Patent Law Blog

MarcTec v. Johnson & Johnson: Exceptional Cases & the Inherit Authority to Award Reasonable Expert Fees

submitted by Benjamin E. Hoopes on Monday, January 09, 2012
    

In MarcTec, LLC v. Johnson & Johnson, No. 2010-1285, (Fed. Cir. Jan. 3, 2012), the Federal Circuit affirmed the United States District Court for the Southern District of Illinois’ award of $3,873,865.01 in attorneys’ fees under 35 U.S.C. § 285 and $809,788.02 in expert fees under its inherent authority to award reasonable expert fees in excess of the § 285 statutory limit.  On appeal to the Federal Circuit, patent holder-plaintiff, MarcTec LLC (“MarcTec”), argued that the case was not “exceptional” under § 285, and that the district court abused its discretion in awarding expert fees.  The Federal Circuit nevertheless affirmed.

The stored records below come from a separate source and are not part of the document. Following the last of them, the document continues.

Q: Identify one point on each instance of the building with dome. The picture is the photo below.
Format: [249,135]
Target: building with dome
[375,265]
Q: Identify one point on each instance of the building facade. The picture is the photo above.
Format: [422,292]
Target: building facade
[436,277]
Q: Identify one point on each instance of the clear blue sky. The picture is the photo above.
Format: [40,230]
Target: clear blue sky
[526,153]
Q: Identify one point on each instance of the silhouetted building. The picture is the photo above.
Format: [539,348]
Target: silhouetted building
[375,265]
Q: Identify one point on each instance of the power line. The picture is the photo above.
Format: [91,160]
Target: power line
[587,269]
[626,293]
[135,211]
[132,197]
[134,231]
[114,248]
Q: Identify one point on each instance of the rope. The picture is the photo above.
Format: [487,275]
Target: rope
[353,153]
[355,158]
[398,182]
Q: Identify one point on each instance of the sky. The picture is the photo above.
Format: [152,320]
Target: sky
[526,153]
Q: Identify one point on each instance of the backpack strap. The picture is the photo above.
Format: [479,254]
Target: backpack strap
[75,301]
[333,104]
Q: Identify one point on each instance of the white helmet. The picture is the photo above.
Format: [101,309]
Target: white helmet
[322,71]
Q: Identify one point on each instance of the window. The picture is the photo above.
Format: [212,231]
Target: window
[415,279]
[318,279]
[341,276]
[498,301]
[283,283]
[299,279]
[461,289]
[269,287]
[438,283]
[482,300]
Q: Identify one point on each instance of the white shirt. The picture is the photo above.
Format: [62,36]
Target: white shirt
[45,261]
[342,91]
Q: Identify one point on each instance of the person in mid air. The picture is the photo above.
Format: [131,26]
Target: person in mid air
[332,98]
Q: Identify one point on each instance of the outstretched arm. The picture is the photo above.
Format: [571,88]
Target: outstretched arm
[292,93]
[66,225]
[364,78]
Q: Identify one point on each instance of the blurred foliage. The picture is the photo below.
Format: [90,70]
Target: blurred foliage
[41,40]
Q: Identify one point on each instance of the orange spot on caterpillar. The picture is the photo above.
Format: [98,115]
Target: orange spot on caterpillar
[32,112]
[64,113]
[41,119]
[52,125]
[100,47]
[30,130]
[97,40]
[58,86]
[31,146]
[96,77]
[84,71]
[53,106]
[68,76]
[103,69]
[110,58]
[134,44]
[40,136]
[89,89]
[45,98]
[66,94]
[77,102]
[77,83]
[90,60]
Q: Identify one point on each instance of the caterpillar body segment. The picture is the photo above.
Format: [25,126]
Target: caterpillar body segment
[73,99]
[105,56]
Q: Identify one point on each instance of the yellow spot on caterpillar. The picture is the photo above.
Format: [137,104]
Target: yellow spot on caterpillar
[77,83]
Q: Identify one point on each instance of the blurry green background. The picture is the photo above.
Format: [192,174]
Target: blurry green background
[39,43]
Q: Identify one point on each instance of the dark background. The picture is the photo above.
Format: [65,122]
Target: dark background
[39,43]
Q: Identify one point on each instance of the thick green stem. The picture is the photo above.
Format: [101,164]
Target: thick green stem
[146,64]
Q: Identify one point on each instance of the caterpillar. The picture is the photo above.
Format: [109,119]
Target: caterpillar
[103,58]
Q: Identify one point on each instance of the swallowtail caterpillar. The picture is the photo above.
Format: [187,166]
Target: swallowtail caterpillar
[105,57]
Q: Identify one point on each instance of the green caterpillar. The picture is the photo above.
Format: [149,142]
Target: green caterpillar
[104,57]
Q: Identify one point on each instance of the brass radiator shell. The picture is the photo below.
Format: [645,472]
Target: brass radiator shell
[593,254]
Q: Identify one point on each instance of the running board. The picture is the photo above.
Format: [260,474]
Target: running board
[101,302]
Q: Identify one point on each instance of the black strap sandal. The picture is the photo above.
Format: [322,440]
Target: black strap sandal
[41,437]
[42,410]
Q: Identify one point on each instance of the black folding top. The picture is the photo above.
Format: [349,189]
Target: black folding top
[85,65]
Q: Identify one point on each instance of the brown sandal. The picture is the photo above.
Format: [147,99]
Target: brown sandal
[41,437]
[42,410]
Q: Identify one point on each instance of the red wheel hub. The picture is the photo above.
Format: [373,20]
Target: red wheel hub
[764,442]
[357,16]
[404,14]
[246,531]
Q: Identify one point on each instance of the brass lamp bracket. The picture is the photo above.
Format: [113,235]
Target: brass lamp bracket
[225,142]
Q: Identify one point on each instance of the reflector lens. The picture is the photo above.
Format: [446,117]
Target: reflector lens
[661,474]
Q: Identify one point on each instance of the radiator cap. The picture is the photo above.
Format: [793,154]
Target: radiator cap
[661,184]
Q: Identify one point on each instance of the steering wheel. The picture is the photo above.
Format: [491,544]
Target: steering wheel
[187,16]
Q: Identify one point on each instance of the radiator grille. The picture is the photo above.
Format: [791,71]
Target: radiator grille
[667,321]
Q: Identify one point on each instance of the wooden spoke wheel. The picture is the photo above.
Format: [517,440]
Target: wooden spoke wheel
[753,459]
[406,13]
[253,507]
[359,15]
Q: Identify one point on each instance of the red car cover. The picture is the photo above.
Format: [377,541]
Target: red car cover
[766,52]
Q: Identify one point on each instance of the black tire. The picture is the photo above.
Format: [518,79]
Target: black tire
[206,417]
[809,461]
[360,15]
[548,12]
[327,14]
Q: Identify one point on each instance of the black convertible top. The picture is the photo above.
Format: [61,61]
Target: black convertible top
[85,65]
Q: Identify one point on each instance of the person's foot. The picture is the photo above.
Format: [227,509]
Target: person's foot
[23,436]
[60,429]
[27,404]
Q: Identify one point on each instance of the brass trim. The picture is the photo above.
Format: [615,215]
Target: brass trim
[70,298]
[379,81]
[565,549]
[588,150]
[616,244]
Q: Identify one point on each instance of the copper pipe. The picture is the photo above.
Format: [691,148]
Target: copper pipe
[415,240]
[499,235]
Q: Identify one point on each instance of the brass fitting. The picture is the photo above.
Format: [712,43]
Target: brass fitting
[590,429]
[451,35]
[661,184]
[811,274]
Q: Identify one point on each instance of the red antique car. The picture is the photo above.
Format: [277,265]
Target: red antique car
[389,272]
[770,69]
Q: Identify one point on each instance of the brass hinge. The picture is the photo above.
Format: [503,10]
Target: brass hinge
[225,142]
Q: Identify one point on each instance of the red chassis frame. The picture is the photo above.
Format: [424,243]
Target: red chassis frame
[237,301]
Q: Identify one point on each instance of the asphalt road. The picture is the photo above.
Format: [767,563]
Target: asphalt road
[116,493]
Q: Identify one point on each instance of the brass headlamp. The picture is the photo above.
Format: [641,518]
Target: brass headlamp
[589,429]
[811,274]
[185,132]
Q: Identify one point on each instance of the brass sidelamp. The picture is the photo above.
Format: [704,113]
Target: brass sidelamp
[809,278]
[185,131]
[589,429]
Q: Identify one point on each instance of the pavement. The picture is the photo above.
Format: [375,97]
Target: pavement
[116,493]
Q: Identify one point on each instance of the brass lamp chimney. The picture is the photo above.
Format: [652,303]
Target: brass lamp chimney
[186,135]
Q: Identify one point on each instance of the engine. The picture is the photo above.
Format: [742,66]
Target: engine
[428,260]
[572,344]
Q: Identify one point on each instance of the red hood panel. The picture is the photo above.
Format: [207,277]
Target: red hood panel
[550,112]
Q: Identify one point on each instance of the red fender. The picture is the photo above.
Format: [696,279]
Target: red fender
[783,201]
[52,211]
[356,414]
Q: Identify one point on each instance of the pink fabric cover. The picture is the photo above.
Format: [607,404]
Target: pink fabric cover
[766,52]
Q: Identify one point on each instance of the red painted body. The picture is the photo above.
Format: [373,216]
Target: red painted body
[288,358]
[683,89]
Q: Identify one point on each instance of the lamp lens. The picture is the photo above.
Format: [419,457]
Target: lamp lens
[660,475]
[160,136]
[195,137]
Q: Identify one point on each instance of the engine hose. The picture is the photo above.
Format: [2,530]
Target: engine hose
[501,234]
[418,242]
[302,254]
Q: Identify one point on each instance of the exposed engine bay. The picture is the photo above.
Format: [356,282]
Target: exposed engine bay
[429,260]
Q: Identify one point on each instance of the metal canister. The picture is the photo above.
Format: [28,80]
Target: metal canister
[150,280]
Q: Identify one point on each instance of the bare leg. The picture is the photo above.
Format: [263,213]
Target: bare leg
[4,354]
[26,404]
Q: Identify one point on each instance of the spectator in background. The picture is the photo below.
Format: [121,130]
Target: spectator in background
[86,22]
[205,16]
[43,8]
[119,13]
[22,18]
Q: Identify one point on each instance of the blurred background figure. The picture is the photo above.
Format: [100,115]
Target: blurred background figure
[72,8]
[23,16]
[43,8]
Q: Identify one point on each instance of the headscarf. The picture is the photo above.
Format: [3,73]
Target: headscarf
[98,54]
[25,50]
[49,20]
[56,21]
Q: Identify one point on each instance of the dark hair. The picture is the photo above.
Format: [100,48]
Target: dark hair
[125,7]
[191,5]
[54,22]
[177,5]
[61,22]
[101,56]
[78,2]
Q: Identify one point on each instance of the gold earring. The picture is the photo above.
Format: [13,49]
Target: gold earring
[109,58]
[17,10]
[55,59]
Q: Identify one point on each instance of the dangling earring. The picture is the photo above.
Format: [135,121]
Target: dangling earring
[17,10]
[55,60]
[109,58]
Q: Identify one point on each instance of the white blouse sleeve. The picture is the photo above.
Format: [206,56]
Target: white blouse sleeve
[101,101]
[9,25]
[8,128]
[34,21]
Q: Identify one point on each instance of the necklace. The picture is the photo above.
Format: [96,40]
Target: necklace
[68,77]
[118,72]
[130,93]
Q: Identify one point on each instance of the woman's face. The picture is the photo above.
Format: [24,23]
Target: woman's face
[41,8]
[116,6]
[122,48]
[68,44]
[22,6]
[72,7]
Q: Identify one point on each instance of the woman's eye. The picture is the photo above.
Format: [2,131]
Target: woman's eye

MarcTec filed suit against Johnson & Johnson and its subsidiary device manufacturer, Cordis, Corp. (“Cordis”), on November 27, 2007 alleging infringement of U.S. Patents No. 7,128,753 and 7,217,290 (the “‘753” and “‘290” Patents).  During procurement of the Patents, the inventor had distinguished the applications from U.S. Patent No. 5,102,417 (the “‘417 Patent”) on the grounds that they include a bonded polymeric material that “is non-flowable and non-adherent at room temperature and becomes flowable, tacky, and adherent upon the application of heat.”  Slip. op. at 5.  The inventor added claim limitations to capture this difference.  See Slip op. at 4.  

At claim construction, the district court ruled that (1) the specification of the ‘753 and ‘290 Patents only support “heat bonding,” (2) the claims were amended during prosecution to expressly include “heat bonding” limitations, and (3) the inventor disclaimed coverage of stents based on statements made to the examiner in distinguishing the ‘417 Patent.  Subsequently, the defendants moved for summary judgment of non-infringement because (1) the polymer used on Codis’ stent is applied at room temperature, and (2) the ‘753 and ‘290 Patents do not cover stents.  MarcTec countered by, notably, presenting expert testimony proffering “junk science” to attempt to show that even though the polymer is applied to the Johnson & Johnson product at room temperature, based on the speed of particles, there was some heating.  The district court granted the defendants’ motion.  MarcTec appealed and the Federal Circuit affirmed.  MarcTec, LLC v. Johnson & Johnson, 394 Fed.Appx. 685 (Fed. Cir. 2010).

Thereafter, the defendants moved the district court for attorneys’ and expert fees under § 285 and the court’s inherent power.  The defendants reasoned that the case was exceptional based on (1) MarcTec’s mischaracterization of claim construction law in an attempt to convince the district court to ignore the specification and prosecution history of the ‘753 and ‘290 Patents, (2) MarcTec’s later mischaracterization of the district court’s claim construction, and (3) MarcTec’s “junk science” expert testimony that was excluded as unreliable under Daubert.  The district court granted the defendants’ motion and awarded $3,873,865.01 in attorneys’ fees and $809,788.02 in expert fees.  MarcTec appealed the “exceptional case” determination and the award of attorney and expert fees.

The Federal Circuit affirmed the exceptional case finding noting that even though MarcTec couldn’t know in advance the exact claim construction that the district court would adopt, the fact that no possible reading of Philips v. AWH Corp., 415 F.3d 1303, 1313-19 (Fed. Cir. 2005) (en banc) supported its position indicated that MarcTec should have known that it had no basis for bringing suit.  Regarding the district court’s inherent authority to award expert fees, the Federal Circuit noted that while district courts should typically evaluate attorney and expert fees independently, the fact that MarcTec produced unreliable and irrelevant expert testimony that the defendants were therefore forced to counter weighed in favor of the award.

MarcTec, LLC v. Johnson & Johnson serves as a reminder for litigators and patent prosecutors alike.  It suggests, perhaps, an increased willingness to find “exceptional cases” and punish conduct through district courts’ inherent powers.